One more thing that Before I Wake made me think about was how many publishers and reviewers are comparing this type of fiction to Gone Girl, by Gillian Flynn, and usually stating that these “imitations” fall short of that inspiration. I had accepted that premise, since domestic noir has definitely seemed to flourish in years following the publication of Gone Girl. However, after reading Before I Wake, I began to think differently.
To me, there are crucial, basic differences between Gone Girl, and the novels categorized as domestic noir. Domestic-noir novels deal with issues primarily pertaining to women. These include the experiences of pregnancy and motherhood, the particular relationships between female friends, mothers and daughters, or of a woman being abused by a man who is physically, clearly stronger than she is. Gone Girl did none of these things.
To my mind, Gone Girl deals with issues that apply to both sexes. It chronicles a twisted marriage from the perspective of both the husband and the wife. It is more about power dynamics, rather than about a specifically female experience. So to me, the basic appeal of Gone Girl is completely different from the basic appeal of domestic noir.

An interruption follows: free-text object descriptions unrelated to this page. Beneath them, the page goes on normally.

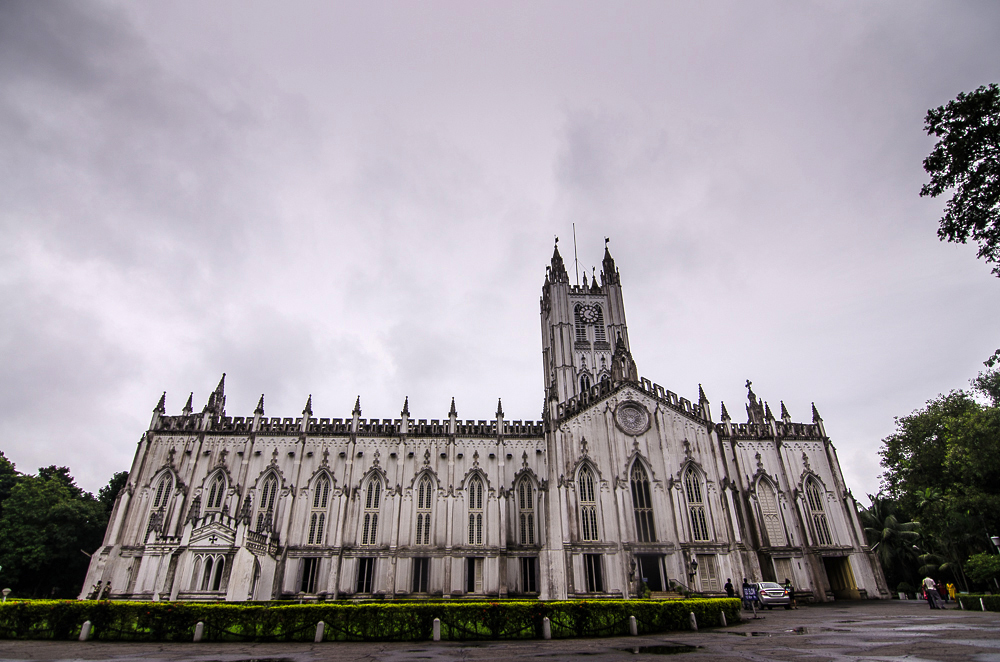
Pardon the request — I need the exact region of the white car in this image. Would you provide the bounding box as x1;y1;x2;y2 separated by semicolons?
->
754;582;792;609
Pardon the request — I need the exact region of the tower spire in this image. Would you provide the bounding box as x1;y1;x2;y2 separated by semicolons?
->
780;400;791;423
154;392;166;414
496;398;504;418
352;396;362;416
601;236;619;285
303;394;313;416
401;396;410;417
720;401;731;421
183;392;194;415
254;394;265;416
449;397;457;417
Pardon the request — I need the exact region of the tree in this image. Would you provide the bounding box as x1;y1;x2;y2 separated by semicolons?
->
921;83;1000;275
858;494;921;589
0;469;108;598
0;452;20;519
98;471;129;512
964;552;1000;588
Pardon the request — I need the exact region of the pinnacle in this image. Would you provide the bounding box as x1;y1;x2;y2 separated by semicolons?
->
401;396;410;417
449;397;457;417
154;392;166;414
496;398;504;418
352;396;362;416
183;392;194;414
254;394;265;416
303;394;313;416
720;401;731;421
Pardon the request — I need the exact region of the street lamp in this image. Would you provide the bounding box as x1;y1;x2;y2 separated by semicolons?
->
2;589;10;603
990;535;999;552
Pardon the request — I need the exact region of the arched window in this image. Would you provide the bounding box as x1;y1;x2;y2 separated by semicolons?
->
805;478;832;546
256;475;278;532
152;473;173;509
205;473;226;511
684;467;709;541
467;476;484;546
361;478;381;546
574;305;587;342
415;475;433;545
517;477;535;545
757;479;785;546
199;554;225;591
630;463;655;542
593;306;606;343
578;466;599;541
308;475;330;545
580;373;592;393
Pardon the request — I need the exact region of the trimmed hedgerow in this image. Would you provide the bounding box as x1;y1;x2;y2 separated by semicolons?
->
956;595;1000;612
0;598;740;642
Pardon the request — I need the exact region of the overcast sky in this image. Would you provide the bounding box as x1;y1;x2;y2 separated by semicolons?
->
2;1;999;501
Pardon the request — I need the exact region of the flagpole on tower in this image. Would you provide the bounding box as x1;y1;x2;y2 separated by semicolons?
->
572;223;579;286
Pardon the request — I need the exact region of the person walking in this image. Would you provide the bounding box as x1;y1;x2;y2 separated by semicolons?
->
922;576;939;609
784;578;797;609
725;578;735;598
742;578;751;610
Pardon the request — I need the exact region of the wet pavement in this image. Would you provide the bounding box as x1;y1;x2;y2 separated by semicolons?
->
0;599;996;661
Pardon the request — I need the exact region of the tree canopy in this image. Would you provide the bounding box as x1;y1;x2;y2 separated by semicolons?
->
875;369;1000;589
921;83;1000;275
0;459;126;598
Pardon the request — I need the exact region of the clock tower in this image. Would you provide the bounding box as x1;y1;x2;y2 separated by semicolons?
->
540;238;633;410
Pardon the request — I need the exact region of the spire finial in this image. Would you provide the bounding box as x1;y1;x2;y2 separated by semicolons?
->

This is not to say that men won’t enjoy reading novels in this genre, but it is interesting to note that domestic-noir authors are mostly (if not totally) women, and that in the novels I have read, there is almost never a male first-person perspective given. All that is NOT to say that domestic noir is better or worse than Gone Girl, but simply to say that I think the two have some fundamental differences. Although novels like Before I Wake are often compared to Gone Girl (perhaps initially in order to promote sales), reading them with that comparison in mind will often lead to judging them negatively.
Instead, I think novels like Before I Wake will be more enjoyed if read on their own terms. When I do this, I find that some of these novels are well written, and contain characters with whom I empathize deeply. I am happy to say that Before I Wake was a well-written novel, a chocolate confection with hidden depths, and I will be going back to the checkout counter gleefully looking to buy the next literary treat that CL Taylor has to offer. I received a review copy of Before I Wake from the publisher through NetGalley.